La asamblea estaba más revuelta que nunca. Las dos antorchas, apagadas, seguían en el suelo.
—Ahora, según vuestras leyes, no le podéis hacer daño —proclamé—. Y, sin embargo, ha sido un vampiro quien le ha colocado esa protección sobrenatural. Decidme, ¿cómo se entiende eso?
Ayudé a Nicolás a avanzar y Gabrielle extendió enseguida los brazos para sostenerle entre ellos.
Nicolás aceptó el gesto, aunque miró a Gabrielle como si no la reconociera. Incluso alzó los dedos para tocarle el rostro. Ella le apartó la mano como habría hecho con la manita de un bebé, y mantuvo la vista fija en el líder y en mí.
—Si vuestro amo no tiene nada que deciros, yo sí —continué entonces—. Id a lavaros en las aguas del Sena y a vestiros como humanos si aún recordáis cómo se hace, y haced presas entre los hombres como es vuestro evidente destino.

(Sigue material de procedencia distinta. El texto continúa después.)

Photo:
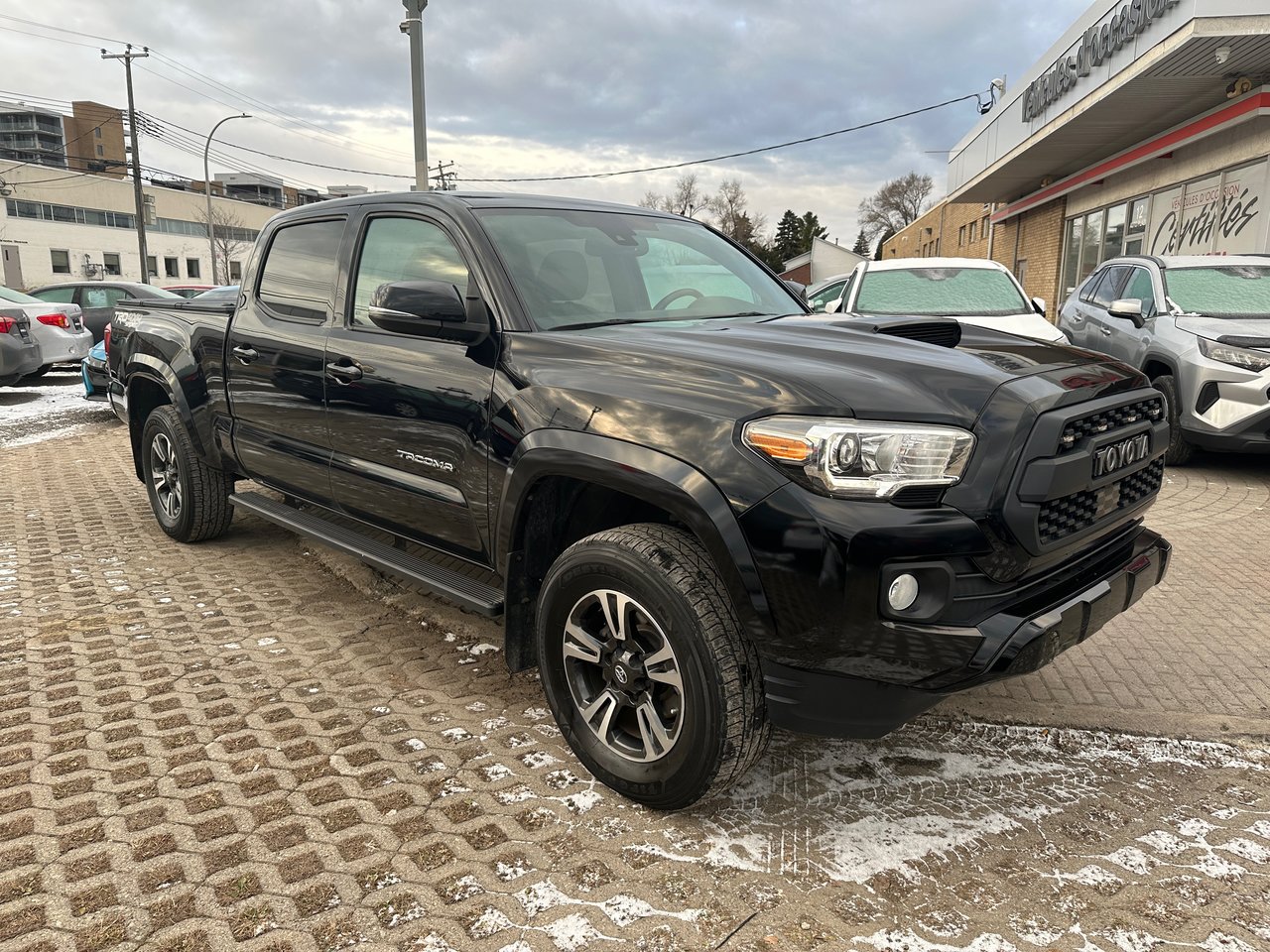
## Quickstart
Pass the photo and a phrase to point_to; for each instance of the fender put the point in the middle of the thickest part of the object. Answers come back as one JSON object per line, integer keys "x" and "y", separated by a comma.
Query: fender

El derrotado muchacho vampiro volvió al círculo dando trompicones y apartando con aspereza a los que le habían ayudado a incorporarse.
—¡Armand! —imploró al silencioso amo de cabellos castaño rojizos—. ¡Pon orden en la asamblea! ¡Armand, sálvanos!
Mi exclamación silenció las suyas:
—¿Para qué, por todos los infiernos, os concedió el diablo belleza, agilidad, ojos que ven visiones, mentes que pueden hacer hechizos?
Los ojos de las criaturas, de todas ellas, estaban fijos en mí. El muchacho gritó de nuevo el nombre de Armand, pero fue en vano.
—¡Desperdiciáis vuestros dones! —insistí—. ¡Pero aún, desperdiciáis vuestra inmortalidad! No existe en el mundo nada más contradictorio y carente de sentido, salvo los propios mortales que viven dominados por las supersticiones del pasado.
Se hizo un absoluto silencio. Pude oír la lenta respiración de Nicolás. Noté su calor. Aprecié su aturdida fascinación, luchando con la propia muerte.
—¿No tenéis astucia? —pregunté a los presentes, con voz atronadora en el silencio—. ¿No tenéis habilidad? ¿Cómo he podido yo, un huérfano, tropezar con tantas posibilidades cuando vosotros, nutridos como estáis por esos maléficos padres —hice una breve pausa para mirar al amo y al furioso muchacho—, vais a tientas como seres ciegos, recluidos bajo tierra?